第二十章 罪大惡之極(1)

  左公龍並非畏懼金不換的武功,只因他方纔已見過金不換動手,金不換的武功,並未見能比他強勝許多。

  他們畏懼的只是金不換面目上此刻流露出的獰笑,這獰笑竟使得金不換本極猥瑣的面容,突然有了種懾人之力。

  左公龍並不是好人,他所遇見的壞人也比好人多的多,但是,他卻從沒有看見比金不換更壞的人。

  他從沒有見過這種令人心驚膽戰的獰笑。

  只見金不換已緩緩站了起來,緩緩向王憐花走了過去,他嘴裡仍咀嚼著王憐花請他吃的肉,手裡仍拿著王憐花請他喝的酒。

  杯中的酒,盛得極滿,他歪歪斜斜的走著,每一步,杯子裡的酒,就會濺出一滴,就像是血一樣滴出來。

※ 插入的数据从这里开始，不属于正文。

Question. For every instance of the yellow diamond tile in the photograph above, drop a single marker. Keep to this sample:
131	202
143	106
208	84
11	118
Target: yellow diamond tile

  他目中的惡毒之意,也就像杯中的酒一樣,已快要濺出來了,這對眼睛,此刻正瞬也不瞬的望著王憐花。

  王憐花臉更白了,強笑道:"你要怎樣?"

  金不換道:"就算左公龍不知道我要怎樣,難道你也不知道?"王憐花道:"我雖知道,卻有些不懂。"

  金不換嘻嘻笑道:"你有何不懂?"

  王憐花道:"你要殺我,是麼?"

  金不換大笑道:"好孩子,果然聰明。王憐花道:"但你我已是盟友,你為何要殺我?"金不換重重在地上啐了一口,獰笑道:"盟友,盟友值多少錢一斤?有奶就是娘,姓金的一輩子可沒交過一個朋友,誰若要交姓金的朋友,他也準是瞎了眼。"王憐花道:"但你昔日……"

  金不換冷笑道:"昔日我瞧你還有兩下子,跟著你總有些好處,所以才交你,但你此刻卻像個死狗似的躺著不能動了,誰還交你?"王憐花道:"我此刻雖然在無意中受傷,但這傷不久就會好的,我勢力遍佈十二省,屬下至少也有千人,只要你還願意交我這個朋友,等我好起來,於你豈非大有幫助,你是個聰明人,難道連這點都想不透。"躲在門外的朱七七,瞧見王憐花在這生死一線的關頭中,居然仍然面不改色,侃侃而言,心裡倒不覺有些佩服。

  只聽金不換道:"不錯,等你起來,我還可啃你這根肉骨頭,但一來我已等不及了,二來,我此刻宰了你,好處更多。"他咯咯一笑,接道:"姓金的做事,從來不問別的,只問哪件事好處多,就做哪件。只要有好處,叫我替別人擦屁股都沒關係。"王憐花道:"你此刻殺了我又有何好處?"金不換道:"好處可多著呢,你要聽?"

  王憐花道:"我倒想聽聽。"

  金不換道:"第一,我此刻宰了你,就可將你自朱七七那裡騙來的東西,據為己有,那一大堆黃澄澄的金子,也就是我的了。"王憐花吸了口氣道:"原來此事你也知道。"

  金不換道:"第二,你此刻已是有身價的人,我宰了你,不但可到仁義莊去領花紅,還可博得他們讚我一聲義士,我名利兼收,何樂不為……就算沈浪,他最恨的是你,而不是我,我若宰了你,他也會拍拍我的肩膀,誇我一聲:好朋友……你莫忘記,金無望也是你動手殺死的。"王憐花苦笑道:"好……好……好!"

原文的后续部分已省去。